While these are very early days in the life of these two new institutions, one hopes that they will imbibe highest governance standards and best practices in lending. There are lessons to learn from the shortcomings of existing multilaterals. Lending processes need to be simplified and timelines compressed. The focus should be risk-based lending rather than a legal and compliance based orientation. For instance, the one practice that must be completely desisted is the insistence of a sovereign guarantee of the host government because this completely restricts flexibility in structuring the funding.
To my mind, it is important that these two new institutions evolve their own work culture, rather than attempt to replicate existing multilateral institutions. They should seek to create their own infrastructure lending models, suitable to the evolving needs of developing economies. Infrastructure financing requires specialised skills and they should seek advice of practitioners who have the experience of setting up or financing infrastructure projects. The talent pool must be based entirely on meritocracy.

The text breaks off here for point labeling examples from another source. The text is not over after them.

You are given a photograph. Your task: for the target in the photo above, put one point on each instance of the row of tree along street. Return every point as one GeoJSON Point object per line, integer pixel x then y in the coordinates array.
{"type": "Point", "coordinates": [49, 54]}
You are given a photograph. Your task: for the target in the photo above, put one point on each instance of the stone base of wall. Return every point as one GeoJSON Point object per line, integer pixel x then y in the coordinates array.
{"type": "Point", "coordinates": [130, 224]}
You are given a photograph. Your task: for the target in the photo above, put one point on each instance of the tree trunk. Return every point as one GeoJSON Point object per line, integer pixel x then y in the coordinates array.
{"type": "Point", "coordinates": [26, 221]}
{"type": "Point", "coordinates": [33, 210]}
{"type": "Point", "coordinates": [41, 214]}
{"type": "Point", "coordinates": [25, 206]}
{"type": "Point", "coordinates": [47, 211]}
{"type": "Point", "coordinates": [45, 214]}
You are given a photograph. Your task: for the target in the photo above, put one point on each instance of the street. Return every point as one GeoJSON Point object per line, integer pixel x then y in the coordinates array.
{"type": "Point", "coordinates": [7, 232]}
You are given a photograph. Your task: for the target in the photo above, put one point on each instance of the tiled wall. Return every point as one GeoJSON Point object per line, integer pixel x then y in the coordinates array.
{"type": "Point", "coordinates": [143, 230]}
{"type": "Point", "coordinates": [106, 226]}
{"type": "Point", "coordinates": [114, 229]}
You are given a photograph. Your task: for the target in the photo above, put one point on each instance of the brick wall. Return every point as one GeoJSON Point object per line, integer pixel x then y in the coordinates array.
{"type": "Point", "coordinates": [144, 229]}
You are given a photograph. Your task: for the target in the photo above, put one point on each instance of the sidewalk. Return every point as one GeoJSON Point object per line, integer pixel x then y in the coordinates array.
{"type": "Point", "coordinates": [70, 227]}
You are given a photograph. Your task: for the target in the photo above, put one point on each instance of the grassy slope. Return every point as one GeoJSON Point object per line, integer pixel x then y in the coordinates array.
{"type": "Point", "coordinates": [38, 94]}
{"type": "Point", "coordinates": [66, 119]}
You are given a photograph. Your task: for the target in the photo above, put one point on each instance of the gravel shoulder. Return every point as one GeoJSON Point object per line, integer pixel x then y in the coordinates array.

On the funding side, these institutions can help deepen the bond markets by issuing long-term bonds. There are a number of Asian pension and insurance companies that would readily buy these bonds as they need long-term investment avenues with low risk levels. Further, several Asian economies have a large pool of foreign exchange reserves which could earn better yields by investing in these bonds.
Lastly, these institutions must be insulated from diplomatic and political obligations, whilst keeping the focus solely on being professionally run. The infrastructure funding requirements are so vast that one can confidently say that there is sufficient room for more players. No doubt, there will be challenges ahead, but these can be overcome. Clearly, success can only be assured if there is a shared vision and genuine willingness to collaborate towards a better future.
Deepak Parekh is the Chairman of HDFC Ltd.